My girlfriend is upper-working class. She lives in Blackheath, a suburb that by train – the cheapest form of travel in Cape Town – is two stops shy of Stellenbosch, a leafy, shady university town, where a sizable percentage of South Africa’s old white money resides.
I live in Bishop Lavis. I’ve been lower workless class my whole life, a slight step above the homeless who constantly beg for change on Cape Town’s streets.
Cape Town is a place for two lovers to meet each other halfway; a train ticket costs only 6.50 Rand. She pays for the meal, we get by on foot, have a great time at no great expense. I work full-time as a criminally underpaid cartoonist, she is a revered poet. I am forever paying in coins, loose change, because that’s how money comes to me, in bits and pieces, trickling in like a dripping tap. She always has one or two paper notes, which is a big step up from me, but at least it’s not plastic, I tell myself, she is still two stops away from paying with plastic. There is a gap between people who pay with money you never see and people whose cash rattles in their pockets, which I am never quite sure will ever be bridged. The one is too loud for the other and the other seems estranged from reality.

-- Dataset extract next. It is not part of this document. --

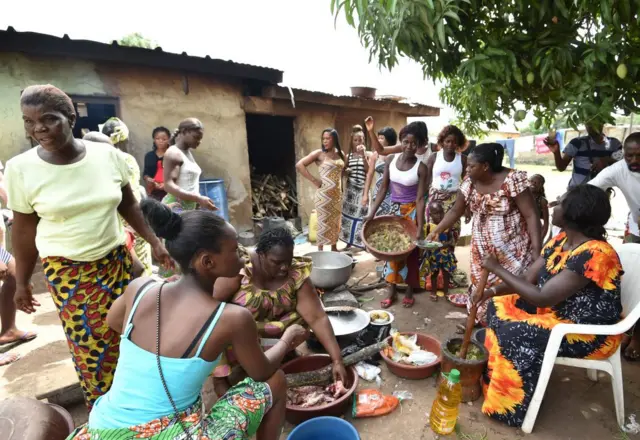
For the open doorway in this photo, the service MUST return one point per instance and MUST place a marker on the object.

We sit outside on the open square next to the train station and eat fish and chips, and tell each other stories about the people walking by. I tell her, »In a country where meeting each other halfway has become the destination instead of the starting point, Cape Town is the middleman for people who don’t know how to face one another, much less talk to each other.«
I am not sure she understands what I mean, but she responds by saying that it’s strange how everyone on the square wears the expressions of people who really hate one another, and don’t seem to feel any inclination to hide it anymore, except when there are foreigners around. Like family who puts on a good show when they have visitors over. She trails off for a moment before adding, »We are really close to one another in that way,« meaning South Africans.
We sit on the square for a good hour more and try to talk Table Mountain into looking beautiful; into revealing itself to us for the first time, as if it isn’t a completely mundane piece of rock in the center of a small port town, but despite the fact that the mountain truly belongs to all of us, despite the fact that you can see it from virtually any directions and from every place in Cape Town, it feels too much like furniture that came with the house.
We fill the rest of the day with conversations that are only interesting to people in love and as the sun begins to set behind Table Mountain and before we have to take separate trains, I ask her if she wants to go sit in the Gardens for a while. This is usually the part of the day that moves like ocean waves: one moment melancholy, the next wild, then slow, then fast-from wave to wave it changes.
We sit together on a park bench in the Kompanje Gardens, trying to hold onto each other, trying to postpone the unavoidable long trip in diverging directions. The best part of our meetings is always the end, here in the garden of sin, where all of our troubles began.